Regeln der Naturwissenschaft
25.03.2005 um 13:02DIE ZEIT
11/2005
Denker des Denkens
Der einflussreichste deutsche Hirnforscher sieht seine Disziplin in der Sackgasse. Nun will er die Wissenschaft vom Geist neu erfinden
Von Ulrich Schnabel
»Ich bin davon überzeugt, dass wir heute weniger wissen, wie das Gehirn funktioniert, als wir vor 20, 30 Jahren zu wissen glaubten«, formuliert Singer in der für ihn typischen, präzisen Gelehrtensprache. Je tiefer die Neurobiologen in das Gewirr der 100 Milliarden Nervenzellen (Neuronen) und ihrer noch zahlreicheren Verbindungen (Synapsen) eindrangen, umso mehr schienen sich Phänomene wie »Geist« oder »Bewusstsein« zu verflüchtigen. Deshalb wagt der 62-Jährige noch einmal den Aufbruch. Gemeinsam mit dem Physiker Walter Greiner hat er das Frankfurt Institute for Advanced Studies (FIAS) gegründet, das diese Woche eröffnet wird. In dieser Denkerwerkstatt soll das stattfinden, was man einen »Paradigmenwechsel« nennt. »Nachdem sich die Wissenschaft bisher vornehmlich damit befasst hat, die Welt in ihre Komponenten zu zerlegen, müssen jetzt die vielfach sehr gut beschriebenen Bausteine in ihrem Zusammenwirken betrachtet und besser verstanden werden«, formulieren Singer und Greiner das Programm des FIAS.
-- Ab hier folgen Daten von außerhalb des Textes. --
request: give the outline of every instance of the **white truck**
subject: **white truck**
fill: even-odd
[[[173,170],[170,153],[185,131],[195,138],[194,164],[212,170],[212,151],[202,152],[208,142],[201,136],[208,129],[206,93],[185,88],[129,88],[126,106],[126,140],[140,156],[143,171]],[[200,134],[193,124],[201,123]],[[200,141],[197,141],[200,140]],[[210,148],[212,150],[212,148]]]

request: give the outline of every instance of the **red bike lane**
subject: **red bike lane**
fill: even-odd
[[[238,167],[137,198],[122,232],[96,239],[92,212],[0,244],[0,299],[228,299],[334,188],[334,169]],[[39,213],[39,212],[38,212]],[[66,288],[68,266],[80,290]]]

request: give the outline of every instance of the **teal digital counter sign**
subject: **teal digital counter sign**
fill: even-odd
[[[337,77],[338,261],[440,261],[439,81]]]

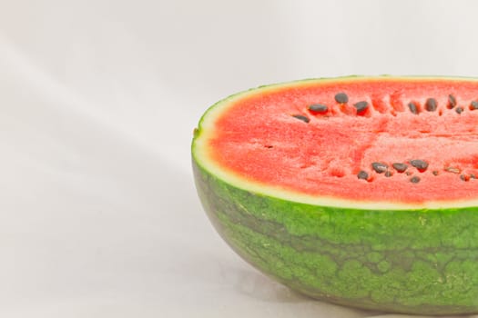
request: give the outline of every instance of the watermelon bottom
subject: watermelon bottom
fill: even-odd
[[[417,314],[478,313],[478,209],[317,206],[227,184],[193,158],[224,240],[265,274],[342,305]]]

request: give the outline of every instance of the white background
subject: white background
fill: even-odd
[[[300,78],[478,75],[475,1],[0,0],[0,316],[367,317],[220,240],[192,130]],[[389,315],[388,317],[394,317]]]

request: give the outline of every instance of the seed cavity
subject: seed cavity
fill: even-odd
[[[345,93],[337,93],[335,94],[335,101],[337,103],[345,104],[349,102],[349,96]]]
[[[446,106],[448,109],[453,109],[456,106],[456,98],[451,94],[448,95],[448,104]]]
[[[393,169],[395,169],[398,173],[404,173],[405,170],[407,170],[408,168],[408,164],[402,164],[402,163],[395,163],[393,164],[392,164],[392,166],[393,167]]]
[[[310,121],[309,117],[304,116],[303,114],[292,114],[292,117],[301,120],[304,123],[309,123]]]
[[[357,174],[357,178],[367,180],[369,179],[369,174],[367,174],[366,171],[361,170],[359,174]]]
[[[414,114],[418,114],[418,107],[417,107],[417,104],[413,102],[410,102],[408,104],[408,108],[410,109],[410,111]]]
[[[327,113],[329,108],[323,104],[314,104],[309,106],[309,110],[314,113]]]
[[[369,103],[361,101],[359,103],[355,103],[353,106],[357,109],[357,114],[360,114],[364,112],[367,108],[369,108]]]
[[[418,184],[420,182],[420,177],[418,176],[412,176],[412,178],[410,178],[410,182],[412,183],[412,184]]]
[[[377,174],[383,174],[389,169],[389,166],[382,163],[371,163],[371,168],[375,170]]]
[[[421,159],[411,160],[410,164],[417,168],[419,171],[424,171],[426,168],[428,168],[428,163]]]
[[[450,166],[450,167],[446,167],[446,168],[445,168],[445,171],[446,171],[446,172],[449,172],[449,173],[452,173],[452,174],[460,174],[460,173],[462,172],[459,168],[457,168],[457,167],[452,167],[452,166]]]
[[[437,103],[436,99],[434,98],[429,98],[425,102],[425,109],[429,112],[434,112],[436,111]]]

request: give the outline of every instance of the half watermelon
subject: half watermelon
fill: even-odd
[[[210,107],[197,189],[229,244],[311,297],[478,312],[478,80],[312,79]]]

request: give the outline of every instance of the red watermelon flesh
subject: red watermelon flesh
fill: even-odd
[[[348,102],[337,102],[338,93]],[[401,204],[475,199],[477,99],[478,82],[459,80],[272,86],[232,102],[218,117],[209,155],[241,178],[318,197]],[[367,107],[358,111],[359,102]],[[317,104],[327,111],[309,108]],[[414,166],[417,160],[426,168]],[[399,172],[393,164],[407,169]]]

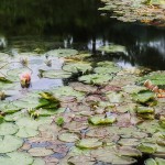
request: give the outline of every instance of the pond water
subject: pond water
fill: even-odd
[[[96,54],[99,46],[114,43],[127,46],[127,56],[113,57],[121,66],[165,69],[165,30],[100,15],[99,0],[25,0],[21,3],[2,0],[0,3],[3,51],[74,47]]]
[[[3,141],[6,145],[11,139],[9,151],[0,147],[0,163],[3,158],[4,162],[10,162],[14,157],[10,152],[18,148],[19,152],[28,152],[31,155],[28,158],[33,165],[44,164],[43,160],[47,164],[59,162],[65,165],[67,161],[70,161],[70,164],[75,162],[78,164],[79,158],[80,161],[85,158],[89,165],[94,162],[97,165],[106,165],[107,163],[102,162],[107,158],[108,162],[114,161],[114,164],[124,161],[125,164],[142,165],[151,153],[157,151],[154,156],[162,156],[165,153],[164,132],[160,125],[160,122],[165,123],[165,114],[162,112],[165,100],[158,98],[158,95],[164,96],[164,90],[163,94],[154,94],[147,90],[151,86],[147,88],[143,86],[147,77],[140,79],[145,72],[154,70],[154,76],[147,75],[148,78],[153,78],[154,81],[155,76],[158,75],[157,86],[164,87],[164,77],[160,76],[162,73],[157,70],[165,69],[165,29],[110,19],[110,13],[98,11],[102,6],[99,0],[0,1],[0,52],[6,53],[2,55],[8,57],[6,59],[0,57],[0,74],[2,74],[0,90],[4,87],[7,95],[11,96],[0,100],[0,122],[1,117],[4,118],[4,125],[0,123],[0,127],[2,125],[0,142]],[[125,47],[124,53],[98,51],[100,46],[111,44],[122,45]],[[64,70],[61,72],[64,73],[59,73],[62,78],[56,79],[54,75],[52,78],[51,69],[58,73],[57,69],[62,69],[64,61],[72,59],[72,57],[57,58],[54,53],[48,52],[56,50],[61,55],[64,51],[61,48],[72,50],[69,53],[75,56],[77,51],[80,52],[79,56],[87,53],[91,56],[87,61],[85,58],[85,63],[84,58],[73,57],[74,61],[77,59],[76,63],[79,65],[82,63],[85,67],[74,73],[74,68],[68,70],[70,69],[68,62],[68,66],[67,63],[64,65],[67,69],[63,67]],[[26,57],[30,63],[22,67],[22,64],[26,63]],[[45,64],[48,59],[52,59],[51,67]],[[99,63],[103,61],[109,62]],[[122,67],[117,66],[116,63]],[[73,62],[72,65],[75,63]],[[86,67],[89,69],[86,70]],[[131,68],[140,69],[135,73],[136,69],[131,70]],[[30,88],[20,86],[18,75],[23,69],[32,73]],[[51,78],[46,77],[48,74],[44,77],[44,72],[47,72]],[[7,77],[3,77],[3,73]],[[89,76],[88,74],[101,77],[84,77],[84,75]],[[9,80],[11,78],[12,82],[9,82],[8,78]],[[85,84],[77,82],[77,79]],[[75,84],[69,84],[75,80]],[[69,86],[64,87],[68,84]],[[53,96],[50,96],[51,92],[46,89],[51,89]],[[61,105],[56,99],[61,100]],[[106,124],[99,125],[102,123]],[[14,128],[13,133],[6,132],[8,124],[11,124],[11,130]],[[155,142],[155,138],[161,144],[157,144],[157,140]],[[15,141],[16,145],[13,146],[12,141]],[[96,153],[94,148],[98,148]],[[146,154],[142,155],[143,152]],[[67,154],[69,157],[66,156]],[[98,157],[100,160],[97,160]]]

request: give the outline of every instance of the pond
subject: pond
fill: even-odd
[[[165,29],[100,7],[1,0],[0,164],[165,163]]]

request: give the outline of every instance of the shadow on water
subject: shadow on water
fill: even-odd
[[[0,46],[74,47],[96,54],[99,46],[114,43],[129,53],[116,57],[119,64],[165,69],[164,29],[101,16],[99,7],[96,0],[1,0]]]

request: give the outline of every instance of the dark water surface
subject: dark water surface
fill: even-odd
[[[101,6],[99,0],[1,0],[1,51],[73,47],[96,54],[114,43],[129,53],[114,57],[120,65],[165,69],[165,29],[102,16]]]

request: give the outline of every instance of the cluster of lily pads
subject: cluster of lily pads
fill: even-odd
[[[106,3],[101,11],[112,12],[111,18],[123,22],[140,21],[146,24],[162,25],[165,23],[164,0],[101,0]]]
[[[0,164],[130,165],[144,155],[145,165],[165,164],[165,98],[143,86],[151,79],[164,88],[164,72],[141,76],[143,69],[91,63],[91,54],[76,50],[0,53]],[[22,72],[32,73],[32,87],[44,78],[77,80],[22,89]]]

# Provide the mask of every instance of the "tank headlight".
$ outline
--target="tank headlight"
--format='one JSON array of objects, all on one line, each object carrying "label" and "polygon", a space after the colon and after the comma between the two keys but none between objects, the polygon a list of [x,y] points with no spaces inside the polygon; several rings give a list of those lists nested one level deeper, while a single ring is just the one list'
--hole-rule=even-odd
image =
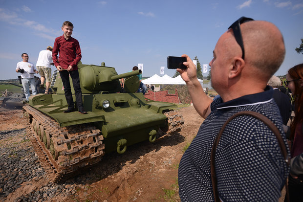
[{"label": "tank headlight", "polygon": [[108,107],[109,107],[110,104],[110,103],[109,102],[109,100],[104,100],[103,102],[102,102],[102,107],[103,107],[103,108],[108,108]]}]

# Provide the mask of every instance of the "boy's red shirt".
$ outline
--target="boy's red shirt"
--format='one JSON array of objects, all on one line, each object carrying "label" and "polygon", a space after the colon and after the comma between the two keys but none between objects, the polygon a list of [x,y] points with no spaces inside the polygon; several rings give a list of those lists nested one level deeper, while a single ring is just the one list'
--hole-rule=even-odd
[{"label": "boy's red shirt", "polygon": [[66,40],[64,35],[56,38],[52,54],[55,67],[60,66],[63,68],[67,69],[70,65],[73,67],[73,70],[77,70],[78,63],[82,57],[80,45],[76,39],[70,37]]}]

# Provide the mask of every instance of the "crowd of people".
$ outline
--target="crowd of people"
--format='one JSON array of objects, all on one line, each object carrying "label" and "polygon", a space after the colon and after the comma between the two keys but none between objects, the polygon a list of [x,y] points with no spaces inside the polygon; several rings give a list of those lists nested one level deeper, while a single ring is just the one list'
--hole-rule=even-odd
[{"label": "crowd of people", "polygon": [[[28,62],[28,54],[23,53],[16,71],[21,73],[28,102],[30,87],[33,94],[36,93],[33,74],[39,71],[41,87],[45,83],[45,93],[48,93],[50,66],[55,65],[68,104],[64,112],[75,110],[70,76],[78,110],[85,114],[77,67],[81,51],[78,41],[71,36],[73,28],[71,22],[64,22],[63,35],[56,38],[53,48],[48,46],[40,52],[38,70]],[[211,84],[219,94],[214,99],[203,92],[192,60],[187,55],[182,56],[186,58],[183,64],[187,68],[177,70],[186,83],[195,109],[205,119],[180,162],[181,201],[278,201],[287,179],[289,196],[285,201],[288,198],[291,202],[303,201],[303,64],[288,71],[284,82],[287,90],[280,79],[273,76],[285,53],[283,36],[274,24],[240,18],[220,36],[213,51],[209,63]],[[132,70],[136,70],[135,66]],[[145,94],[147,87],[141,82],[141,75],[138,77],[138,91]],[[151,88],[154,90],[152,85]],[[288,127],[292,110],[295,116]],[[247,111],[254,112],[256,116],[234,116]],[[274,124],[283,145],[259,118],[261,115]],[[290,160],[281,152],[282,147],[286,148]]]},{"label": "crowd of people", "polygon": [[303,65],[291,68],[284,81],[294,100],[290,147],[284,132],[289,97],[278,90],[280,79],[270,80],[285,52],[283,37],[274,24],[240,18],[213,51],[211,84],[219,95],[213,100],[203,93],[192,60],[182,56],[187,68],[177,70],[195,109],[205,119],[180,162],[182,202],[277,202],[287,178],[285,201],[303,201]]}]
Denn anders als es der erregte öffentliche Diskurs vermuten lässt, sind die Forscher weit davon entfernt, das »System Gehirn« wirklich zu verstehen. Im Gegenteil, »alles droht sehr viel komplizierter zu werden«, gibt Singer zu. Bewusstsein und »Ich« manifestierten sich als »emergente Eigenschaften einer sehr komplexen Systemdynamik«. Doch wie diese Dynamik genau funktioniert, gibt Singer zu, »das haben wir nicht verstanden«.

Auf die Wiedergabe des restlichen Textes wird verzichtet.